Article 2 : L’expert accomplira sa mission dans les conditions prévues aux articles R. 621-2 à R. 621-14 du code de justice administrative. Il ne pourra pas recourir à un sapiteur sans l’autorisation préalable du président du tribunal administratif.
Article 3 : Préalablement à toute opération, l’expert déposera au greffe du tribunal administratif la déclaration sur l’honneur prévue par les dispositions de l’article R. 621-3 du code de justice administrative, et, dans les cas prévus au second alinéa de cet article, prêtera également par écrit le serment prévu par l’article R. 221-15-1 du code de justice administrative.
Article 4 : L’expertise aura lieu en présence de l’EPFGE, de Mme B… E… épouse F…, de la SCI Louisbains, de la société SPEI (Les Bientisseurs – BSP SPEI), de la société BAC Bureau d’études BAC (Les Bientisseurs – BSP BAC) et de la commune de La Vôge-les-Bains.
Article 5 : L’expert avertira les parties conformément aux dispositions de l’article R. 621-7 du code de justice administrative.
Article 6 : L’expert déposera son rapport de constatation de l’état des immeubles au greffe du tribunal administratif dans un délai de trois mois à compter de la notification de la présente ordonnance. Un exemplaire de ce rapport sera notifié par l’expert à l’EPFGE et la seule partie du rapport le concernant à chacun des défendeurs.
Le ou les rapports éventuellement établis par l’expert à la demande de l’EPFGE pendant la durée d’exécution des travaux seront déposés au greffe du tribunal administratif dans un délai de deux mois à compter de la saisine de l’expert. Un exemplaire de ces rapports sera notifié par l’expert à l’EPFGE et aux défendeurs concernés par les désordres en cause.

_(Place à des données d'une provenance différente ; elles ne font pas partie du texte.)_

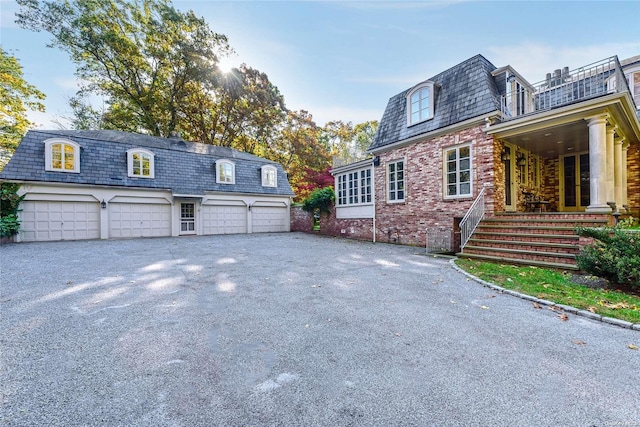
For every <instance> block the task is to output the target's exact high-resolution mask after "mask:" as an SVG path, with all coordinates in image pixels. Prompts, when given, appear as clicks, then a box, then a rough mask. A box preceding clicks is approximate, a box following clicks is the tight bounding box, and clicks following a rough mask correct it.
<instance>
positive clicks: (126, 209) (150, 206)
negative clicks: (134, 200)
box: [109, 202, 171, 237]
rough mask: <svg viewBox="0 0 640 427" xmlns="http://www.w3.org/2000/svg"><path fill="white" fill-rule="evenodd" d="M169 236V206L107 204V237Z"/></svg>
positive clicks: (131, 204) (169, 222)
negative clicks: (108, 211)
mask: <svg viewBox="0 0 640 427" xmlns="http://www.w3.org/2000/svg"><path fill="white" fill-rule="evenodd" d="M160 236H171V205H168V204H167V205H160V204H148V203H114V202H112V203H109V237H160Z"/></svg>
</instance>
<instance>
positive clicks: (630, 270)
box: [576, 219, 640, 289]
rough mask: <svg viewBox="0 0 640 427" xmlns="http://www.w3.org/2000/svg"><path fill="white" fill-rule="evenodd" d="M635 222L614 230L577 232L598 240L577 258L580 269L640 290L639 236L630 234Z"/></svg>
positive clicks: (627, 221) (633, 233)
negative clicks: (628, 229) (624, 284)
mask: <svg viewBox="0 0 640 427" xmlns="http://www.w3.org/2000/svg"><path fill="white" fill-rule="evenodd" d="M630 224H633V219H630V220H627V221H621V223H620V224H619V225H617V226H615V227H604V228H582V227H581V228H578V229H577V232H578V234H579V235H581V236H585V237H591V238H593V239H595V241H594V243H593V244H592V245H589V246H587V247H585V248H584V249H583V250H582V251H581V253H580V254H579V255H577V256H576V261H577V263H578V267H579V268H580V269H581V270H583V271H586V272H587V273H589V274H593V275H595V276H598V277H603V278H605V279H608V280H611V281H612V282H615V283H619V284H627V285H630V286H631V287H632V288H639V289H640V233H638V232H635V231H630V230H628V226H629V225H630Z"/></svg>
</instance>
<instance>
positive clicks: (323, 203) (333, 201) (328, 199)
mask: <svg viewBox="0 0 640 427" xmlns="http://www.w3.org/2000/svg"><path fill="white" fill-rule="evenodd" d="M335 200H336V195H335V193H334V192H333V187H325V188H316V189H315V190H313V191H312V192H311V194H310V195H309V197H308V198H307V199H306V200H305V201H304V202H303V203H302V209H303V210H305V211H307V212H313V213H316V212H324V213H329V212H331V206H332V205H333V202H334V201H335Z"/></svg>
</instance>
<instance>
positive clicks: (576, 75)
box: [500, 56, 630, 120]
mask: <svg viewBox="0 0 640 427" xmlns="http://www.w3.org/2000/svg"><path fill="white" fill-rule="evenodd" d="M556 71H559V72H560V73H559V74H557V73H554V74H551V73H550V74H548V75H547V78H546V79H545V80H542V81H540V82H538V83H535V84H532V85H531V86H526V87H525V86H522V87H521V88H520V89H518V90H515V91H508V92H507V93H506V94H505V95H502V96H501V102H500V104H501V107H502V113H503V117H504V120H510V119H514V118H516V117H520V116H523V115H526V114H531V113H537V112H540V111H546V110H550V109H553V108H555V107H559V106H561V105H567V104H571V103H573V102H576V101H582V100H585V99H589V98H593V97H596V96H601V95H605V94H608V93H616V92H617V93H620V92H624V91H629V92H630V90H629V87H628V85H626V79H625V78H624V73H623V72H622V66H621V65H620V62H619V61H618V58H617V57H616V56H612V57H610V58H606V59H603V60H601V61H597V62H594V63H592V64H589V65H585V66H583V67H580V68H577V69H575V70H571V71H569V70H568V69H566V68H565V69H564V70H556Z"/></svg>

Avec leur accord, ces notifications peuvent s’opérer sous forme électronique. L’expert justifiera auprès du tribunal de la date de réception de son/ses rapports par les parties.
Article 7 : Les frais et honoraires de l’expertise seront mis à la charge de la ou des parties désignées dans l’ordonnance par laquelle la présidente du tribunal liquidera et taxera ces frais et honoraires, d’une part, après la phase de constat et, d’autre part, le cas échéant, après le dépôt des rapports ultérieurs.
Article 8 : Les conclusions de l’EPFGE relatives aux dépens sont rejetées.
Article 9 : La présente ordonnance sera notifiée à l’Etablissement public foncier de Grand-Est et à M. D… A…, expert.
Par dérogation à l’article R. 751-3 du code de justice administrative, la présente ordonnance sera notifiée par l’Etablissement public foncier de Grand-Est à Mme B… E… épouse F…, à la SCI Louisbains, à la société SPEI (Les Bientisseurs – BSP SPEI), à la société BAC Bureau d’études BAC (Les Bientisseurs – BSP BAC) et à la commune de La Vôge-les-Bains. L’Etablissement public foncier de Grand-Est justifiera auprès du tribunal de la date de notification de la présente ordonnance auprès des différents propriétaires.
Fait à Nancy, le 20 mai 2026.
Le juge des référés,
B. Coudert
La République mande et ordonne au préfet des Vosges en ce qui le concerne ou à tous commissaires de justice à ce requis en ce qui concerne les voies de droit commun contre les parties privées, de pourvoir à l’exécution de la présente décision.